SUR LES PIECES DES CONCLUANTS
Sur la demande de rejet par l’appelants de la pièce n°7 des concluants, sans la moindre sommation préalable, sollicitée le 6 novembre 2024.
Dire n’y a avoir lieu à écarter des débats la pièce 7 des concluants qui est communiquée avec sa traduction, à l’appui des présentes (Pièce 15 : en couleur et Pièce 16 : traduction en français).
SUR LE FOND
Confirmer le jugement en ce qu’il (ces chefs n’étant plus critiqués par l’appelante) :
— se déclare compétent
— dit recevables les demandes formées par ALLIANZ GLOBAL CORPORATE & SPECIALITY SE, XL INSURANCE COMPANY, GENERALI IARD et HDI Global SE vis-à-vis de la SAS NIPPON EXPRESS FRANCE,
Confirmer également le Jugement en ce qu’il :
— dit que la loi française est applicable au présent litige
— décide de ne pas appliquer le COGSA
— Condamne la société NIPPON EXPRESS France à payer à la société APERAM ALLOYS [Localité 9] les sommes de 1 500 ' et 2 459,68 ' au titre des préjudices subis par cette dernière avec intérêts au taux légal à compter du 24 mai 2022 avec anatocisme,
— Condamne la société NIPPON EXPRESS France à payer à ALLIANZ GLOBAL CORPORATE & SPECIALITY SE, XL INSURANCE COMPANY, GENERALI IARD et HDI Global SE les sommes de 43 249,50 ' et 1 995 ' au titre des préjudices subis par ces derniers avec intérêts au taux légal à compter du 24 mai 2022 avec anatocisme,
— Condamne la société NIPPON EXPRESS France à payer à APERAM ALLOYS [Localité 9], ALLIANZ GLOBAL CORPORATE & SPECIALITY SE, XL INSURANCE COMPANY, GENERALI IARD et HDI Global SE la somme globale de 12 000 ' au titre de l’article 700 du CPC ainsi que les dépens.
Et y ajoutant
Vu les nouvelles affirmations et pièces produites par l’appelante principale,
Déclarer que la faute de NIPPON EXPRESS FRANCE SAS n’est pas seulement inexcusable, mais dolosive.

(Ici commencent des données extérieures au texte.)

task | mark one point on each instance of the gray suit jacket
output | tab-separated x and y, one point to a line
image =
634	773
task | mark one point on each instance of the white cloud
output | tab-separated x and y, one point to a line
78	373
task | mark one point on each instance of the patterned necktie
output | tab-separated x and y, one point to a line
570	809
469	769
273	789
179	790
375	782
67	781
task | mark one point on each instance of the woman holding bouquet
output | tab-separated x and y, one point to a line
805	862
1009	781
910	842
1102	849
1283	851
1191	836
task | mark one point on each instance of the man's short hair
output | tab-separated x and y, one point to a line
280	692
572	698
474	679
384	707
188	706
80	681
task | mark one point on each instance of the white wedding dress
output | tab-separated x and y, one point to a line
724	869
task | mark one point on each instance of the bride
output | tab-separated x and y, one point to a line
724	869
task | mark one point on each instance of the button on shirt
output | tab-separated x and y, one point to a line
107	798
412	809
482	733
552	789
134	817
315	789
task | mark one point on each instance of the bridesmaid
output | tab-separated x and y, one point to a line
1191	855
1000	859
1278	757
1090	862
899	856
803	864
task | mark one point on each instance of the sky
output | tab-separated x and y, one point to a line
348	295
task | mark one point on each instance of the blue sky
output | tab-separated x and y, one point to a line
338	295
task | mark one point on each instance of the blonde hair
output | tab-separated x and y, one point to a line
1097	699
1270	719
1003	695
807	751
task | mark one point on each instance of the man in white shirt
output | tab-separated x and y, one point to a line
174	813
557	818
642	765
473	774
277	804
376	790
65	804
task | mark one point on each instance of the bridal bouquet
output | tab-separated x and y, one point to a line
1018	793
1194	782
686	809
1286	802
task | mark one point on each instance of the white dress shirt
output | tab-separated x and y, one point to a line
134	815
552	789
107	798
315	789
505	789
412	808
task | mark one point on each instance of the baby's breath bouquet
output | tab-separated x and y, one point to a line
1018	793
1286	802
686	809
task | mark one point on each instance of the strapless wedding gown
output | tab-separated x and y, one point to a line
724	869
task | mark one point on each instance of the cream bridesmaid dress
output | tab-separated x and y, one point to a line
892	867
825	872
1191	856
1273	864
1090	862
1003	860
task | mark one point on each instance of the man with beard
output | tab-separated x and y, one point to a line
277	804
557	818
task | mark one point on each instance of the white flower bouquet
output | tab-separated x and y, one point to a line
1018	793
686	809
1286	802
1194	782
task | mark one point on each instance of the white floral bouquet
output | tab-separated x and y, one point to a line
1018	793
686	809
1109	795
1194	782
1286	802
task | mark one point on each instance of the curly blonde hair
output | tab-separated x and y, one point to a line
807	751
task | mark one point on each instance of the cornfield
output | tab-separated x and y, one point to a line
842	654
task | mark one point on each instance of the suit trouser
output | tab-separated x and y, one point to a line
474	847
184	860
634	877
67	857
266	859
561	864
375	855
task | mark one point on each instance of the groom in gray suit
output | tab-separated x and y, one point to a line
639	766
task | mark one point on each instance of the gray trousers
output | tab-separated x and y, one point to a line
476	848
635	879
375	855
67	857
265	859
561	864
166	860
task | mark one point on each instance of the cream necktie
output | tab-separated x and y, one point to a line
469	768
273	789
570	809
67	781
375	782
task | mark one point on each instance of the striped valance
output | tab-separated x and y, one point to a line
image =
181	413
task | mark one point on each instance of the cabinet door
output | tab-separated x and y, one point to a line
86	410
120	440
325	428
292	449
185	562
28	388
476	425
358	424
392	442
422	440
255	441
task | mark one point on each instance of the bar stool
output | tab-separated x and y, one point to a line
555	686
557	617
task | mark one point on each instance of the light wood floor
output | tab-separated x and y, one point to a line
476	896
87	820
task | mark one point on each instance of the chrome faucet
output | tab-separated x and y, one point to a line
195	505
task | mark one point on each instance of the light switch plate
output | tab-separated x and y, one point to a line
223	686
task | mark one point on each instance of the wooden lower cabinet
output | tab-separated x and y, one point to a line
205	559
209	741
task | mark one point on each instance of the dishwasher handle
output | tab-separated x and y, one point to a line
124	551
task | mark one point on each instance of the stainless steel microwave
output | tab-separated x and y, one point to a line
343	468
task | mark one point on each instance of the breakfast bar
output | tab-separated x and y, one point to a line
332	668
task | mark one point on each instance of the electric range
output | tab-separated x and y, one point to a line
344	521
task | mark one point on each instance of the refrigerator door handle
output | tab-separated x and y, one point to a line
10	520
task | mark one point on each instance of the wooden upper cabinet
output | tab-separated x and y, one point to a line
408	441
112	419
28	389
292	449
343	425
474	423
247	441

En toute hypothèse confirmer de plus fort le jugement, fut-ce par substitution de motifs, notamment pour faute inexcusable de NIPPON EXPRESS FRANCE SAS et de ses substitués.
En toute hypothèse
Prendre acte que selon les appelants les échanges confirment que la perte des marchandises est survenue aux Etats-Unis, entre le CFS (Container Freight Station) à [Localité 12] – dû à une erreur de tri par Vanguard USA – et [Localité 6], où cette inversion a été ensuite identifiée.
Déclarer que le transport terrestre aux USA n’est soumis à aucune limitation de responsabilité et que la limitation COGSA est dès lors inapplicable, comme l’a justement retenu le Tribunal.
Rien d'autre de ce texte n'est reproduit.